菓子の袋ではあるようだが、全てが同じものではないらしい。
一体、幾つの種類の菓子を食べ散らかしたらこんなに汚い部屋になってしまうのか。
「たくさんの人が見舞いだって菓子を贈ってくれたんです。
駐屯兵の方達からもたくさん届きましたよ。」
「あぁ…!そうか…、そうだったのか…。」
驚いた。
駐屯兵団本部では、誰もなまえのことを話さない。名前すら口にしない。
皆、自分の過ちと向き合うのが怖いのだと思っていた。
けれど、そうではなかった。
また同じ過ちを繰り返さないように、噂をすることをやめただけだったなのかもしれない。

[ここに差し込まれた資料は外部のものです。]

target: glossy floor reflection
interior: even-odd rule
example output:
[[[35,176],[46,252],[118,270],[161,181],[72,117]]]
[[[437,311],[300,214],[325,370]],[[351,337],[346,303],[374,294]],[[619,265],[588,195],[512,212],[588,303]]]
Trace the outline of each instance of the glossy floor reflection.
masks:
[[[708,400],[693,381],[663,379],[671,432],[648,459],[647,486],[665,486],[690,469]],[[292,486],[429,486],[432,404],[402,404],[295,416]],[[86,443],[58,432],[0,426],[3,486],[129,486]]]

そして、自らの過ちを悔いて、せめてもの気持ちで、見舞い品を贈ったのだろう。
結局また、自分は仲間を信じられていなかったーーーー。
「悪いな。私は何も贈っていなかった。」
「これ以上、菓子が増えても、病室散らかるだけなんで
むしろ俺としては有難いです。」
「…確かに、そうだな。」
周囲を見渡して、リコは呟くように答える。
ジャンがせっせとゴミを拾っているのに、まだなくならない。
ベッドの下にまで落ちているようで、腕を伸ばしてゴミを拾っている。
本来、こんなことは補佐官の仕事ではないはずだ。
けれど、婚約者でもある彼は、今後一生、彼女のこういう性格に付き合っていかなければならないと思うと、これもまた大事な仕事なのだろうかと哀れな気持ちになる。
「あー、やっと取れた。」
ふぅーーーと小さく息を吐き、ジャンが起き上がる。
そして、さらにもう一言、付け足した。
「それに、会いに来る方が勇気が必要だったと思うから。
なまえさん、きっと喜びますよ。」
目付きの悪い目元が、柔らかく微笑む。
なまえの為なら、こんな表情も出来るのかーーー。少し、いや、すごく驚いた。
心から愛してくれている人の隣で、なまえに刻み込まれた傷が、少しずつでも癒えてくれたらいい。
その傷のひとつは、自分がつけたものだと言うのに、分かっていながらも、リコは、そんな身勝手で我儘なことを考えてしまった。